Some of these deposits are found in the brain stem, where they
deplete the neurotransmitter dopamine, causing Parkinson's symptoms.
But some deposits may form in higher regions of the brain, producing
problems with thinking and memory.
In Edwards' case, the hallucinations should have been a dead
giveaway to the diagnosis. Alzheimer's patients rarely experience
hallucinations early on in their disease, but they're usually a
hallmark symptom in Lewy body dementia.
"They're often pretty well-formed hallucinations, too, where they
see people they know or animals or children," Moylan said. "But they
also seem pretty aware that it's not real, and often some people
aren't very bothered by them, which is kind of surprising."
Lewy body patients also often exhibit symptoms of Parkinson's
disease. As in Edwards' case, these symptoms can be exacerbated by
the wrong medication.
"Probably more important than anything is not to use the wrong
medicine," Moylan said. "You hurt people a lot more than you help
them using the wrong drug."
Finally, Alzheimer's usually starts with mild memory problems and
slowly, but steadily, progresses.
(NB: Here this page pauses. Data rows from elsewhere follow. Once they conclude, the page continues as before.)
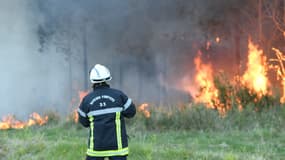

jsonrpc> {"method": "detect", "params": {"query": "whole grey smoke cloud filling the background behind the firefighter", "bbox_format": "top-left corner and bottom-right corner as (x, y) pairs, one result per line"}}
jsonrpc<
(0, 0), (253, 116)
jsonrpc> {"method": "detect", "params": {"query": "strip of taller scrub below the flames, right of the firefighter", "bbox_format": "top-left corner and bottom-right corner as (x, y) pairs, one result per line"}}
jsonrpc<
(131, 103), (285, 131)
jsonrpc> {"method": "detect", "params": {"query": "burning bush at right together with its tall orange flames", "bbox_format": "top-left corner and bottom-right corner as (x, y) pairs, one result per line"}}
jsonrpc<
(180, 39), (285, 115)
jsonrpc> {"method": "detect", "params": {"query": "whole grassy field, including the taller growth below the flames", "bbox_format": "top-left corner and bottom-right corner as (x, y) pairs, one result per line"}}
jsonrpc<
(0, 105), (285, 160)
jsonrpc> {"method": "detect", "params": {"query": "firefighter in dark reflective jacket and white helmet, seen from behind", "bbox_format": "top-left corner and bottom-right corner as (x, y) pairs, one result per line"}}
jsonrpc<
(78, 64), (136, 160)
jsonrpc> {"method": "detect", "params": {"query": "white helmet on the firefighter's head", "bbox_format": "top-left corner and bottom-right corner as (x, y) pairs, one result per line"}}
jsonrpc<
(89, 64), (112, 83)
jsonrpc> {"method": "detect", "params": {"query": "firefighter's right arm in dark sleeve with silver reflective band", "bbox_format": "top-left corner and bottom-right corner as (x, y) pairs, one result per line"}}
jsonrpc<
(122, 96), (136, 118)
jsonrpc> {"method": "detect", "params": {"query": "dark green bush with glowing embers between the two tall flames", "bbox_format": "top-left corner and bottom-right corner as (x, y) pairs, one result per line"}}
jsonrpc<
(214, 75), (280, 113)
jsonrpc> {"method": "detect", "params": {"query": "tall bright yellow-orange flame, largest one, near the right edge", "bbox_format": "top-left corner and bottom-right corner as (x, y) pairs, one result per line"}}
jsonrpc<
(241, 40), (269, 96)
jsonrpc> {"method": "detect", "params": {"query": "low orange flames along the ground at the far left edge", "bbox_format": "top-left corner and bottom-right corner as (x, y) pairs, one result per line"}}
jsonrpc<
(0, 112), (48, 130)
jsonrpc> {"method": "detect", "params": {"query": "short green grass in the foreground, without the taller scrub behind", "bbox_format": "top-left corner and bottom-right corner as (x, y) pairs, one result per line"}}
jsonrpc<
(0, 119), (285, 160)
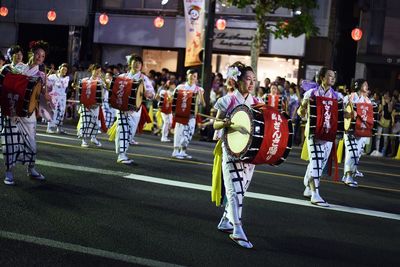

Patients with Lewy body may
fluctuate widely in their functioning, appearing lucid one day and
confused the next.
"They have such severe fluctuations in how alert they are that at
times people are thought to have passed out or had a seizure,"
Moylan said. "They're almost unconscious. So it's not too uncommon
to see patients admitted to the hospital a couple of times to try
and find out why they're passing out."
Currently, no cure or treatment is available but medications can
help manage both the physical and psychological symptoms. A person
commonly lives five to seven years with the disease, although they
may survive as many as 20, according to the Lewy Body Dementia
Association in Tempe, Ariz.
For Edwards, the road back had its early potholes. When taken off
her Risperdal, she became extremely agitated -- "like someone who
had been on drugs and was coming down," her daughter said.
Edwards said she doesn't remember much about those days, but with
her new anti-psychotic, Seroquel, she is back to her old self,
helping fix dinner, washing dishes, folding wash and watching her
Gaither Family gospel videos.
"I think I do about as much as any other almost 84-year-old would
do," she says proudly.
And, although she still has occasional hallucinations, her mind
seems little affected otherwise. She remembers both her next
appointment with Moylan (in December) and that she was just 17 when
she married 16-year-old Carl in 1939. (He died in 1997.)
"Not all dementia is Alzheimer's disease," Moylan said. "So, when
people have atypical presentations of their dementia, they should
really see a specialist to try to be more confident about what the
problem is and that it's being managed correctly."